Coffee bar chain Starbucks says it is switching WiFi providers in its U.S.
locations, moving from AT&T to Google, to give customers faster wireless
The WiFi service from Google, in conjunction with Level 3 Communications, will be as much as 10 times faster than the current service, the company said.
The service will be rolled out in stages to 7,000 U.S. stores, starting with the busiest locations where WiFi usage is highest, and the transition should be completed in about 18 months, Starbucks said.
"This is obviously an important milestone in our relationship with Google," Starbucks Chief Digital Officer Adam Brotman told CNET. "We do hope this is one step amongst many that we can continue to build upon what's already a great partnership with Google."
Starbucks stores are currently connected with a T1 line for 1.5-megabit speeds.
Level 3 and Google will upgrade the system in every location, although the actual speed boost will vary from store to store, Brotman said.
"When you start getting to really, really fast speeds, it's difficult to put it in the same way everywhere," he said. "Instead of finding one common denominator, we're saying, no, let's upgrade everything.
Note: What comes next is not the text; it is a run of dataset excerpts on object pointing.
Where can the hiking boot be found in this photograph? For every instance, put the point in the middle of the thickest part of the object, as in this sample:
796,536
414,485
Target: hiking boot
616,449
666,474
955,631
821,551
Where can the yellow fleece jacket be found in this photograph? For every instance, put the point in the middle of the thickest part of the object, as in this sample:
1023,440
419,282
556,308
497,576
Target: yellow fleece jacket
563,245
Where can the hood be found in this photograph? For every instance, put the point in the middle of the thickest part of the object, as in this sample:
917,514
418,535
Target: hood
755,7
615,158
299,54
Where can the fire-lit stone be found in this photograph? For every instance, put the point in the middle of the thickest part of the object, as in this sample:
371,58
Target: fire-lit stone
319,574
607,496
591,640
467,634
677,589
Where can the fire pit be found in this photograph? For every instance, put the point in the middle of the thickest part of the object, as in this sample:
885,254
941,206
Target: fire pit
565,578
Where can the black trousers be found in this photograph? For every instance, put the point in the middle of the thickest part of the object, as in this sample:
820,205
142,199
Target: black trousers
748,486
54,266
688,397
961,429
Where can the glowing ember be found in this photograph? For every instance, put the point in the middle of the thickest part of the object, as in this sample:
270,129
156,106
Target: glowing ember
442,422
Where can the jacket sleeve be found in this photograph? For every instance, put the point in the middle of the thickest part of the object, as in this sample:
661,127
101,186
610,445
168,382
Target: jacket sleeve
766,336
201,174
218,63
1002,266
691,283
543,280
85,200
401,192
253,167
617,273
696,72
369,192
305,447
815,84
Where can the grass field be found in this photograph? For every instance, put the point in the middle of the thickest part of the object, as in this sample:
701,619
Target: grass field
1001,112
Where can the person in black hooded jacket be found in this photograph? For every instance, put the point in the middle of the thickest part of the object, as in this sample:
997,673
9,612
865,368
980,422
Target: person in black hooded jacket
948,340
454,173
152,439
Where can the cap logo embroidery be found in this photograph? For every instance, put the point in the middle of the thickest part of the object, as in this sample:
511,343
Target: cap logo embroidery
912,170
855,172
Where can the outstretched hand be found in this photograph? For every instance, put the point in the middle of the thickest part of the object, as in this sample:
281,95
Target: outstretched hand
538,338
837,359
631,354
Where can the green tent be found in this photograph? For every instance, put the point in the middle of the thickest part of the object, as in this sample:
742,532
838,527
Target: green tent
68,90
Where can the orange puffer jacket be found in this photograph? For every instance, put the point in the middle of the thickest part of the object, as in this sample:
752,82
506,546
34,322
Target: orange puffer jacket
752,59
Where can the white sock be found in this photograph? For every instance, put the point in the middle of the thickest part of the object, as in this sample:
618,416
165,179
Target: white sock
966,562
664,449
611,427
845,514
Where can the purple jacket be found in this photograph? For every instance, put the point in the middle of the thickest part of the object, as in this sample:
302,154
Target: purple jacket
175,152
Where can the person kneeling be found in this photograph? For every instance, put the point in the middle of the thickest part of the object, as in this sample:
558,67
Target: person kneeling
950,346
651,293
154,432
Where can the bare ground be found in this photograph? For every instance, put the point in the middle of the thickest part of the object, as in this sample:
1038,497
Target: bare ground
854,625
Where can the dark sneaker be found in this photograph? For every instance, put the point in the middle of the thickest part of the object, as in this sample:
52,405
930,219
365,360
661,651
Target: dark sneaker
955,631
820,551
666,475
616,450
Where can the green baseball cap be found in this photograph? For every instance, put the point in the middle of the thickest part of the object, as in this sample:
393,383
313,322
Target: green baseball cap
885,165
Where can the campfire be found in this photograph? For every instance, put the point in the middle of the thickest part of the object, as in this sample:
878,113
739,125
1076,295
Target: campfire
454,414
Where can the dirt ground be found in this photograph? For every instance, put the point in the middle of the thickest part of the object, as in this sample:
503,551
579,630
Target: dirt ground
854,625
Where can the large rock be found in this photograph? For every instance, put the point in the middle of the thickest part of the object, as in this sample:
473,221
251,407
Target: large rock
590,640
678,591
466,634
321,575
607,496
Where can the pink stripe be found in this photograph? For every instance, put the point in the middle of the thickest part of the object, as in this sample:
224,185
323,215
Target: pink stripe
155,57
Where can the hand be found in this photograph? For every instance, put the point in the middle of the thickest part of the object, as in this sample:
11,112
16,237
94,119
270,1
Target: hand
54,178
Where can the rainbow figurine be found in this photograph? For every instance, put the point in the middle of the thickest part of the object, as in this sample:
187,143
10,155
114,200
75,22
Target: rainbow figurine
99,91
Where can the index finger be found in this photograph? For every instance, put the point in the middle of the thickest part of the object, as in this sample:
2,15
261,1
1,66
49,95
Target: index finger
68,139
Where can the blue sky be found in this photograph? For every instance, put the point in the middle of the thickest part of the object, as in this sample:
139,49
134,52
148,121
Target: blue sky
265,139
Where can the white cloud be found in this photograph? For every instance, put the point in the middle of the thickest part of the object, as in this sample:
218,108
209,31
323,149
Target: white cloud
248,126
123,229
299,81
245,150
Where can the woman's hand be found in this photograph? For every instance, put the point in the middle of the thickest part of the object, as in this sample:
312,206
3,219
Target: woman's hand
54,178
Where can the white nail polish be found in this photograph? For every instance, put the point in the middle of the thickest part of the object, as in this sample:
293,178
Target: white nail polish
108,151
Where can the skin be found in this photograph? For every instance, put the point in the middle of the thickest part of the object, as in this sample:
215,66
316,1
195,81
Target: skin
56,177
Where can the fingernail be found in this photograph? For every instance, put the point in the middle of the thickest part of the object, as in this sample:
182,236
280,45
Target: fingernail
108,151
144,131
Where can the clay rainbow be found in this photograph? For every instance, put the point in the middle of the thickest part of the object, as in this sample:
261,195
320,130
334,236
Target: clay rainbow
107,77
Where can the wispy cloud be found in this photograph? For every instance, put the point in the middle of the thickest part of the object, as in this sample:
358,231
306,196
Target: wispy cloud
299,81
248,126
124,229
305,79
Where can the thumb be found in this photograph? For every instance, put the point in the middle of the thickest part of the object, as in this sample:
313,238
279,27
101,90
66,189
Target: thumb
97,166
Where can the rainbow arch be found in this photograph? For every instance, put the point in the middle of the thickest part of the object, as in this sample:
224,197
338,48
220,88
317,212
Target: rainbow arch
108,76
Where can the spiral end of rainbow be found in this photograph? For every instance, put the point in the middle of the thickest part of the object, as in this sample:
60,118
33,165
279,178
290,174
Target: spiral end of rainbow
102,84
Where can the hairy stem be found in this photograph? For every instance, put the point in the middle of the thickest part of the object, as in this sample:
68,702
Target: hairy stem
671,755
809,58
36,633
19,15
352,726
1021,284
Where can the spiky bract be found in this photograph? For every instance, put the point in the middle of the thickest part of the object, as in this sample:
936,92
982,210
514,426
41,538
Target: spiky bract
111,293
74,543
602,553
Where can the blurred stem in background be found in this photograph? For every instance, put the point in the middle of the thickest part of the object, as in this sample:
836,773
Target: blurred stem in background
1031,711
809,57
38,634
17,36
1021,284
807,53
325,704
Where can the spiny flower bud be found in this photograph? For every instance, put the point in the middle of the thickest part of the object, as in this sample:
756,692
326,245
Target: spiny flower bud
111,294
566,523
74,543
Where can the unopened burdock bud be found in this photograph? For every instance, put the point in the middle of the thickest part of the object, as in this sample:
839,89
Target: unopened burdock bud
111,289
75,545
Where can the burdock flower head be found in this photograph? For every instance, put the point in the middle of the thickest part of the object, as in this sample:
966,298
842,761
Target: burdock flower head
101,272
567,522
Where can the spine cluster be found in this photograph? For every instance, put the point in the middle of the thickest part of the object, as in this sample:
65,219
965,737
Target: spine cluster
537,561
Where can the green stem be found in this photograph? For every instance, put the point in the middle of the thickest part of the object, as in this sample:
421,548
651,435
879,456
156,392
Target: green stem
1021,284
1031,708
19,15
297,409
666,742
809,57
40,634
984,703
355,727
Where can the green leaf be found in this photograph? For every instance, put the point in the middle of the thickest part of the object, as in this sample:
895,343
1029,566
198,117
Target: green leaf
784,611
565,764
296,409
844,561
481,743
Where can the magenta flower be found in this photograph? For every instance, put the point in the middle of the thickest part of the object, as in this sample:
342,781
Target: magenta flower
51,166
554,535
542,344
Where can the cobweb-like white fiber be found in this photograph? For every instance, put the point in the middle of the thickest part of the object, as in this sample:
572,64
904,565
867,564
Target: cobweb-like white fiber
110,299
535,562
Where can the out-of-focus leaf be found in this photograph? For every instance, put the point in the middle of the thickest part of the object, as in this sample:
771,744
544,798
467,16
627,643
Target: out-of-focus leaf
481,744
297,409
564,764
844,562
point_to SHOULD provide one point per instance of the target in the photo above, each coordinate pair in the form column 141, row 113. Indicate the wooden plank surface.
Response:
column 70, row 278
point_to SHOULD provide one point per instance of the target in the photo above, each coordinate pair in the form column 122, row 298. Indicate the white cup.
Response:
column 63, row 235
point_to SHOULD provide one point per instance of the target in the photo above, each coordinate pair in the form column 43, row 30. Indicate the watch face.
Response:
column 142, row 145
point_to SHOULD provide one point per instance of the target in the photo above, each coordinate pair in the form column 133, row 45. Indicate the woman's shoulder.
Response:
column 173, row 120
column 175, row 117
It some case, it will be faster than 10-times, sometimes slower."
Starbucks' free WiFi, long popular with Internet users, is likely to be even more popular with faster connection speeds, he said.
"We're moving to much more of a streaming world across all media types," Brotman said. "This increased bandwidth will match what consumers are doing on the Web today, whether downloading or streaming or both."